Today in prescriptive studies about how to conduct your love life: for a lasting marriage, women should pick men who are at least five years older, and have less education.
The study was published in the European Journal of Operational Research, which makes marriage sound like a matter of bolts and widgets. And this is essentially how the research — or at least the coverage thereof — treats it. After interviewing 1,000 couples whose relationships had lasted five years or more, the researchers found that while the man being at least five years older reduced the chances of divorce, when the woman had five years on her partner, divorce was more than three times as likely. Couples were also more likely to split if they'd been divorced before, but, interestingly, the effect was less if both couples had a divorce behind them. As a model of good marital decisions, the Telegraph and the BBC both held up Jay-Z and Beyonce — he's 11 years older than her, and unlike him, she graduated from high school.
Obviously this research has some fairly big problems. For one, the scientists seem only to have studied straight partners — gay couples, good luck figuring out which one of you is supposed to be older. Also, while the researchers say that people choose their mates "on the basis of love, physical attraction, similarity of taste, beliefs and attitudes, and shared values" (awww), they also advise that using "objective factors" like age and education "may help reduce divorce." Their advice has a certain think-with-your-head-not-your-heart appeal — it's probably smart to think about, say, whether you hate each others' families and whether you're going to fight a lot about money before you get hitched. But even these semi-objective factors seem to fall into the "shared values" category, and ticking off boxes about age and educational attainment frankly seems like how a robot chooses its bride.

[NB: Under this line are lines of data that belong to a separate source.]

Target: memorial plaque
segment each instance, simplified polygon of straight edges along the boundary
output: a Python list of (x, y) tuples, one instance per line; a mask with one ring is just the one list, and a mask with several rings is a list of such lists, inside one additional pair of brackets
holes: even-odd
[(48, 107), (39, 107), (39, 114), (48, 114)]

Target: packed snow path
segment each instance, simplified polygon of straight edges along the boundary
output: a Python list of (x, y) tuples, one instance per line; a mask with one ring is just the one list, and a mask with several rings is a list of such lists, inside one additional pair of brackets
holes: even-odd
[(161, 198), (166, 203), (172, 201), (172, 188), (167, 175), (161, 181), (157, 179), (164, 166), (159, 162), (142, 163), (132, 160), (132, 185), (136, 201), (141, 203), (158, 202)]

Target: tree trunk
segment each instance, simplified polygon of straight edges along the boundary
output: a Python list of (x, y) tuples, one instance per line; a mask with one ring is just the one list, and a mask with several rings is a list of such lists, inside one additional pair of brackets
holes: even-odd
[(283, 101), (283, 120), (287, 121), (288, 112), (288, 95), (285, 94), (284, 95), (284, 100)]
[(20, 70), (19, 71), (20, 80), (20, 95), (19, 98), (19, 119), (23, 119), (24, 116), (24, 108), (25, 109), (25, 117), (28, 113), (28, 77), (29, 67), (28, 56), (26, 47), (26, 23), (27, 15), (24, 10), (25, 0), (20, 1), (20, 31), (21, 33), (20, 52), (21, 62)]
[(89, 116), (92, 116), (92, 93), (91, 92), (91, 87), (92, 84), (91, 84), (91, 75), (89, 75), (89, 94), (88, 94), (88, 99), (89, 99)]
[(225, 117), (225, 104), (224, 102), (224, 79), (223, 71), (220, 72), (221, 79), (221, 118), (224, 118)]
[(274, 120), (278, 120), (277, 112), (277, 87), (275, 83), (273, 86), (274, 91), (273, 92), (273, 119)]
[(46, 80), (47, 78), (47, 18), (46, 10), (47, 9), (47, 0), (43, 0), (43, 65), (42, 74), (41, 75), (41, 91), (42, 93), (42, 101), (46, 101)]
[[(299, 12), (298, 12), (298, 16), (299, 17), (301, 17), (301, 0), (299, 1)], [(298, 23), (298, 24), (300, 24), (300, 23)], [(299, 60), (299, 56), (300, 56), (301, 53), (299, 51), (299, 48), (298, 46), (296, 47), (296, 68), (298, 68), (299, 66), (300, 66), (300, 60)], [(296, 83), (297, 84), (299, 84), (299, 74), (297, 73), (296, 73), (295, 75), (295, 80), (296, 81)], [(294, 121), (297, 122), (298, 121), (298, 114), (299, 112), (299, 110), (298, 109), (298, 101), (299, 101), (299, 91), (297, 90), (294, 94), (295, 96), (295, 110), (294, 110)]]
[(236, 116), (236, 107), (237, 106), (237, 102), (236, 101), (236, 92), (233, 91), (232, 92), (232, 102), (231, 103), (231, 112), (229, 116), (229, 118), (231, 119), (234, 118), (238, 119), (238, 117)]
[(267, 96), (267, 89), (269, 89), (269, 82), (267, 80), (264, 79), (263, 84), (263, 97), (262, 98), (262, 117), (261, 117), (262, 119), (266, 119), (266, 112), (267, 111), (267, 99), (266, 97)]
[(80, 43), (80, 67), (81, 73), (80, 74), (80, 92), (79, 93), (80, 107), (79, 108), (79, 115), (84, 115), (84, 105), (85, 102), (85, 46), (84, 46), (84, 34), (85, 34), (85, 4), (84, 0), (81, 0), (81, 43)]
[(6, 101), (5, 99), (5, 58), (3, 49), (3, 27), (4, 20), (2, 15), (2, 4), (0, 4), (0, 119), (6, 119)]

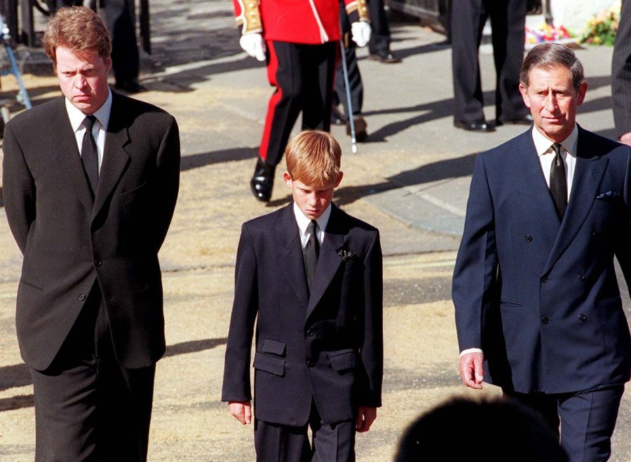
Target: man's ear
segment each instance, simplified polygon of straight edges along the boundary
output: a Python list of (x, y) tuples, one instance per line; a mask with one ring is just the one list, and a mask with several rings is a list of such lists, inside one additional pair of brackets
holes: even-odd
[(524, 86), (523, 83), (520, 83), (520, 93), (522, 94), (522, 99), (526, 107), (530, 108), (530, 98), (528, 97), (528, 88)]
[(294, 184), (293, 181), (292, 181), (292, 176), (289, 174), (289, 172), (285, 170), (283, 174), (283, 179), (285, 180), (285, 184), (290, 188)]
[(337, 174), (337, 179), (335, 180), (335, 184), (333, 185), (333, 188), (337, 188), (339, 186), (340, 182), (341, 181), (342, 176), (344, 176), (344, 172), (340, 172)]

But some of the blame for the study's obnoxiousness rests not with the scientists, but with the way Ian Johnston of the Telegraph and an unnamed journalist at the BBC have chosen to cover their work. Pretty much every time a study on marital success comes out — and this is not the first — journalists frame it as a referendum on who readers should marry. The Telegraph is the worse offender in this case, with the headline, "Men should marry young, smart women, say scientists," and subhead, "Men should marry a woman who is cleverer than they are and at least five years younger, if they want the relationship to stand the best chance of lasting, according to new research." Both of these make it sound like the success of a relationship rests on men's choices alone, and also conflate intelligence with education — the study itself doesn't seem to say anything about who's "cleverer," just who stayed in school longer. More than that, they turn a descriptive study of what worked for some couples into a prescription of what will work for "men."
This conversion from description to prescription is a huge problem in science journalism — it also rears its ugly head a lot in relation to weight studies, which reporters frequently frame as "thinner people are healthier, so you should be thin." Some editor somewhere has clearly decided that readers like advice about their lives more than they like science, and reporters both here and in the UK have set about turning the latter into the former. I'm not one to discount the legitimate findings of scientists — as David Roberts said in response to a recent poll that found only 57% of Americans "believe" in global warming, "if peer-reviewed science has no special status, then every aspect of human or ecosystem health is partisan." But peer-reviewed science can only tell us so much — it can reveal something about what has worked for other couples, but, fortunately or unfortunately, it can't say what will work for "you."